The realization that AI can automate comprehensive software testing (80-90% coverage), a task typically disliked by developers.
This highlights AI's potential to improve software quality and free human developers from tedious work, allowing them to focus on more creative or strategic tasks.
The comparison of current AI development to the "Homebrew Computer Club" era and "kit car Ferrari" phase.
This frames the present as a foundational moment for personal AI, emphasizing that early adopters who are willing to grapple with imperfect tools will be at the forefront of a new technological revolution.
Quotes
"Will you have control over your own tools or will your tools have control over you?"
"Using OpenClaw these days is like driving a Ferrari and it's like exhilarating. It's insane... But then it's also like a Ferrari and that you better be a mechanic. like it's a Ferrari that will break down on the side of the road... and you need to get out with your wrench and pop the hood and like fix it."

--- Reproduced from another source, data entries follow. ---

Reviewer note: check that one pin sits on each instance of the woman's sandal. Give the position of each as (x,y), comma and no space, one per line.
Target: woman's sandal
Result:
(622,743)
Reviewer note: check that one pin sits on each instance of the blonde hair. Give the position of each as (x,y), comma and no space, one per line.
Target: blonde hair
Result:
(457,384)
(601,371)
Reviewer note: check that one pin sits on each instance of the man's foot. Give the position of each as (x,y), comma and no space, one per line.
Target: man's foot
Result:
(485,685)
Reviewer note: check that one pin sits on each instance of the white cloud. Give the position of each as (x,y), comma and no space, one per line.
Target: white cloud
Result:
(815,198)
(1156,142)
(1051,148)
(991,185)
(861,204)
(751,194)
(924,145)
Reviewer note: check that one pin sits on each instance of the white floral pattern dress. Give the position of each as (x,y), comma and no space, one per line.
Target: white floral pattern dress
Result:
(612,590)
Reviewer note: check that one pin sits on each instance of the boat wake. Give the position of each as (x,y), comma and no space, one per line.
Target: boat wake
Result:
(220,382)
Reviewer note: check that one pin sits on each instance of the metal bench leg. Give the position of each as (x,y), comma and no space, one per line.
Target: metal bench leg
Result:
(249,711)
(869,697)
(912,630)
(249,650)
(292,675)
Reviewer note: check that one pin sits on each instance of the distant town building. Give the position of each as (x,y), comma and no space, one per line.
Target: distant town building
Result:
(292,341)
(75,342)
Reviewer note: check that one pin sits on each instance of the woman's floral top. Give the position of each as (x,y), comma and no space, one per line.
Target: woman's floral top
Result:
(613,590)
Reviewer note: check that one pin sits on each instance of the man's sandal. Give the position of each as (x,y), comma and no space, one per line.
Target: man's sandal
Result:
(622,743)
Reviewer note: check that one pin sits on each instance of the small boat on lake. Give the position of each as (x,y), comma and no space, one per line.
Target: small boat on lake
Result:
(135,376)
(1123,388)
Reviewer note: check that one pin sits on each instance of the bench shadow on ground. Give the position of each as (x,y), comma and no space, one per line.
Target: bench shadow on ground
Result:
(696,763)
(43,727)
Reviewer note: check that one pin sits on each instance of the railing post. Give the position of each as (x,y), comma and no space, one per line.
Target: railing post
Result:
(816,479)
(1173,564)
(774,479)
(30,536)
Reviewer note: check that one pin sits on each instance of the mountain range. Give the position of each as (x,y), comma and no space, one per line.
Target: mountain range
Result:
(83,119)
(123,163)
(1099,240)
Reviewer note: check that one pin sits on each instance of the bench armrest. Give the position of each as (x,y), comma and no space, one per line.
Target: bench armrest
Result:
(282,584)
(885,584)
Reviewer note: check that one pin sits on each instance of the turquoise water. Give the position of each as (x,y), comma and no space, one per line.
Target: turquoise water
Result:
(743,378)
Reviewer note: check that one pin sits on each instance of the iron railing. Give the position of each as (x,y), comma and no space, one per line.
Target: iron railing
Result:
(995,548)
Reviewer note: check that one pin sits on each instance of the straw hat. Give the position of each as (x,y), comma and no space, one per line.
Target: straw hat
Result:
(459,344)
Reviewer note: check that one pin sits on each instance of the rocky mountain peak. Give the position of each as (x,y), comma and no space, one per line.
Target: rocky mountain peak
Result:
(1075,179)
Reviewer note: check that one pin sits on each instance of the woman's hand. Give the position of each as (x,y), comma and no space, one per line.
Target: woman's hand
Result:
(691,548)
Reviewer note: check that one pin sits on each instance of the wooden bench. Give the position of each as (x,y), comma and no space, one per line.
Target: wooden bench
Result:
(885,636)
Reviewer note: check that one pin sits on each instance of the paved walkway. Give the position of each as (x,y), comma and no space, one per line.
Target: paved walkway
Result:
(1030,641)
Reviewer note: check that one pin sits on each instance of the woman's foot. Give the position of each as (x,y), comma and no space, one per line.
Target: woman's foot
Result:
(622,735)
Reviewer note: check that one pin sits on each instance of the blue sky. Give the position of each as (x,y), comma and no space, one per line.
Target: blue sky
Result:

"If you token max like that's actually the coolest thing you can do now and it's not just in you know generating articles it's not you know it's clearly in uh writing code right I think now it's it's going to permeate every part of society like every thing that we would call knowledge work could be token maxed."
"I just want the machine to do the stuff that I don't want to do."
"You could have infinite time by borrowing the time from the machines."